Aside from a lack of pictures, my toddler sees no difference between my notebook and The Very Hungry Caterpillar. It is my solemn duty to read aloud whatever book he hands me.
This notebook contains thrilling stories like my measurements for when I ordered my wedding dress from Northern Ireland in 2020, a to-do list that begins with “clean up dead mouse,” and three pages of phone numbers.
There are careful notes from the lectures I attended at a writing conference several years ago. Addresses and notes from the agonizing experience of house-hunting in Indiana during the pandemic. Doodled maps of the city districts I created for Project Thieves. A line from someone else’s novel that gave me chills.
A reminder for my husband to buy boot laces. Interview quotes from when I wrote an article about an outdoor paintball field and drove a tank. A note that says I was born around 12:30 p.m.
Story notes for many unfinished stories.
My toddler grew bored and spiked the notebook over the baby gate at the top of the stairs. It bounced down toward the kitchen trash can, pages fluttering like a startled pigeon’s wings before crashing into a cabinet. While he ambled off to the window, I thought about those unfinished stories.
There are so many.
My first awful attempt at writing a science fiction novel when I was in middle school. My second, less terrible attempt at a different science fiction novel when I was in high school. A handful of beginnings that ran out of steam after a few pages. Characters for literary roleplays with other writers that tapered off into stagnant silence.
I saved them all.
With a little time, I hoped, I’d think of a way to make even my worst ideas good enough to be worth finishing, sharing, reading. They might be awful, but they were fun to come up with.
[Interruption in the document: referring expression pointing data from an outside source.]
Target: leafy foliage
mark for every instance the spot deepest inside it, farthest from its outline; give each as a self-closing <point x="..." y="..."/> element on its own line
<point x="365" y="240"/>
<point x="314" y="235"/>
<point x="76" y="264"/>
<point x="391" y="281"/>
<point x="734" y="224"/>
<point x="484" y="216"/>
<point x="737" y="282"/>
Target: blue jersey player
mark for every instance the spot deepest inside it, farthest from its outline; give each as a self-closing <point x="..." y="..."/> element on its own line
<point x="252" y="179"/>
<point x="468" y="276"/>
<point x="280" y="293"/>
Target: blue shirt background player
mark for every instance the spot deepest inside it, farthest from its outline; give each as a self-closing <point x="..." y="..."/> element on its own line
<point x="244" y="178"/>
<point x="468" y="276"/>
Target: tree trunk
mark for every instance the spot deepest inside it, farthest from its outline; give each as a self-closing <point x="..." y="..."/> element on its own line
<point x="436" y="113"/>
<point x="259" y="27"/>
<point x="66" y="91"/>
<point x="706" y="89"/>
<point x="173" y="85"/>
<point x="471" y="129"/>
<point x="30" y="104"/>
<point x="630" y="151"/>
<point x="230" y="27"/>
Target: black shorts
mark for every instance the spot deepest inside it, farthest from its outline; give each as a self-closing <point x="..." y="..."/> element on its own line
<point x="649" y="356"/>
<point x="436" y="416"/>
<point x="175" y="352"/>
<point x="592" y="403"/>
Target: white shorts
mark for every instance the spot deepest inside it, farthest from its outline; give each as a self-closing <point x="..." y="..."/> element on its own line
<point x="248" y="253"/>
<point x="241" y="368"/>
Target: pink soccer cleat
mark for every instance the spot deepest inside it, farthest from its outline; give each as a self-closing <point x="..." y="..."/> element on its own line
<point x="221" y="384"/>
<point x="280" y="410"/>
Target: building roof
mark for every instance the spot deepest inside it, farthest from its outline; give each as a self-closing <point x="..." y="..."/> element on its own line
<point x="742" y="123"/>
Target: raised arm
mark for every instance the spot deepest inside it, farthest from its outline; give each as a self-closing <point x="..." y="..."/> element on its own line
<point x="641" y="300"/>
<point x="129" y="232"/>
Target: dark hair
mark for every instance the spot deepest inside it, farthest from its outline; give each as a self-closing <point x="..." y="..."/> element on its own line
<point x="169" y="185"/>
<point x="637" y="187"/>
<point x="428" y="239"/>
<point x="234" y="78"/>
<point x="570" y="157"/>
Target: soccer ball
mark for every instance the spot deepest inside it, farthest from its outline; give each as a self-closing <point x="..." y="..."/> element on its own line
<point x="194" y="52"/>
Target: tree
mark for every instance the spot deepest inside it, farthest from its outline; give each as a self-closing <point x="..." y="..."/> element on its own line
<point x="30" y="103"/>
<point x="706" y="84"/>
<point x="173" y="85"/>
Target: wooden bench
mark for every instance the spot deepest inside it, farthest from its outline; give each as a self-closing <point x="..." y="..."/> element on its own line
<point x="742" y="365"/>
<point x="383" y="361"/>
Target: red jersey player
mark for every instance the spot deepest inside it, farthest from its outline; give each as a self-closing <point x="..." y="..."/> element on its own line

Shouldn’t they be fun to play with?
My first novel is horrible yet precious to me. It oozes with all the confidence and cringe of a thirteen year-old writing what they wanted to read. The thought of getting rid of it is as painful as every attempt I made to fix it. But after reading a few isekai comics about readers trapped in the world of someone else’s novel, I started to wonder. I imagined a mature writer dropped in the broken, shallow world of their first draft, taking on the role of a new villain for its insufferable hero.
The more I sit with it, the more I itch to follow the threads to see where they go. To refine those beginnings into standalone moments. To take what was enjoyable in my second novel—the battles between aliens in mecha suits, the tangible realm of mind-melded memories—and break them into a serial with no room for distractions.
To make the old ideas good enough to throw into the world, to see them flutter and flop before they land. All for the fun of it.